Do You Know? The Crisis of "Model Collapse" When AI Continues to Consume Information

公開日: 2025-04-09

What happens when one AI learns from information generated by another AI? This article explains the frightening future of 'model collapse' where knowledge becomes increasingly contaminated.

When AI Keeps Consuming Information… Something Terrible Happens!

Let’s imagine something for a moment.

An AI reads your delicious curry recipe, slightly modifies it, and publishes it as “AI’s Curry Recipe.” Then another AI reads that, changes it further, and publishes it again… What would the recipe look like after this process repeats 100 times?

Probably, it would become something with a strange taste, completely different from your original curry.

This same phenomenon is currently happening with all kinds of information on the internet. Researchers call this “model collapse.”

What is “Model Collapse”? A Simple Explanation

To explain model collapse in the simplest terms:

“It’s the phenomenon where information degrades progressively as AI creates information, another AI learns from it, that AI creates more information, yet another AI learns from that… and so on in a continuous cycle.”

Why is this a problem? Because information created by AI contains “errors” and “biases.” When this process repeats, these errors and biases snowball and become increasingly significant.

An Easy-to-Understand Example: “All Cats Become Yellow”

A research study presented this example:

Suppose an AI is trained on photos of 90 yellow cats and 10 blue cats. This AI learns that “cats are primarily yellow.”

When this AI tries to draw a “blue cat,” it will likely draw a “bluish-yellow cat” rather than a purely blue one.

When the next AI learns from this “bluish-yellow cat” image, it learns that “blue cats are somewhat yellow.”

As this process repeats many times… eventually the concept of “blue cats” disappears, and all cats end up being depicted as yellow!

The Terror of AI Falsehoods Becoming “Facts”

AI suffers from a problem called “hallucination,” where it generates information that isn’t factual.

For example, if an AI writes about a non-existent event like “Mount Everest erupted in 2023” and this gets published online, the next AI that learns from this will treat the “Everest eruption as fact.”

Even with the latest AI models, the probability of generating such misinformation is not completely zero. Even OpenAI’s latest model reportedly has a 1.4% “hallucination rate.”

This may seem like a small number, but imagine if 1.4% of the vast information on the internet becomes misinformation and continues to spread… It’s frightening, isn’t it?
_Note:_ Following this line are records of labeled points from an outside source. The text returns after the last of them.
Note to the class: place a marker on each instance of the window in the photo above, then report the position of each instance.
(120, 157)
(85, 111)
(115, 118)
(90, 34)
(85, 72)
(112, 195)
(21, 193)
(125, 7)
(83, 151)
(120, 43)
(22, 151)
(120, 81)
This Isn’t Science Fiction! It’s Already Happening

This problem is already occurring around us:

  • When you search something on Google, thin articles written by AI often appear at the top
  • During the 2024 Noto Peninsula earthquake, fake rescue requests with non-existent addresses spread on social media
  • Cases of AI-generated “non-existent papers” being cited in academic papers are increasing

When the internet becomes filled with “information by AI for AI,” truth and facts become increasingly difficult for us humans to discern.

Are AI Companies Aware of This Problem?

Major AI companies like OpenAI, Google, and Anthropic are aware of this issue. They are working to reduce AI “hallucinations,” but a fundamental solution has not yet been found.

This is because it’s not simply an issue of AI accuracy, but a problem involving the entire ecosystem of information on the internet.
The fundamental issue is the quality of information sources that AI uses to grow.
AI models cannot become better than the quality of their training data (the principle of “garbage in, garbage out”).
AI companies alone cannot solve this problem.

What We Can Do → Develop “Immunity” to Information

There are things each of us can do:

  • Develop a habit of evaluating the quality and reliability of information (regardless of the source type)
  • Support people who create high-quality original content
  • Expose ourselves to diverse information sources and cultivate critical thinking
  • Not just consume information, but also produce high-quality information ourselves

Information literacy will likely become the most important skill for living in the coming era.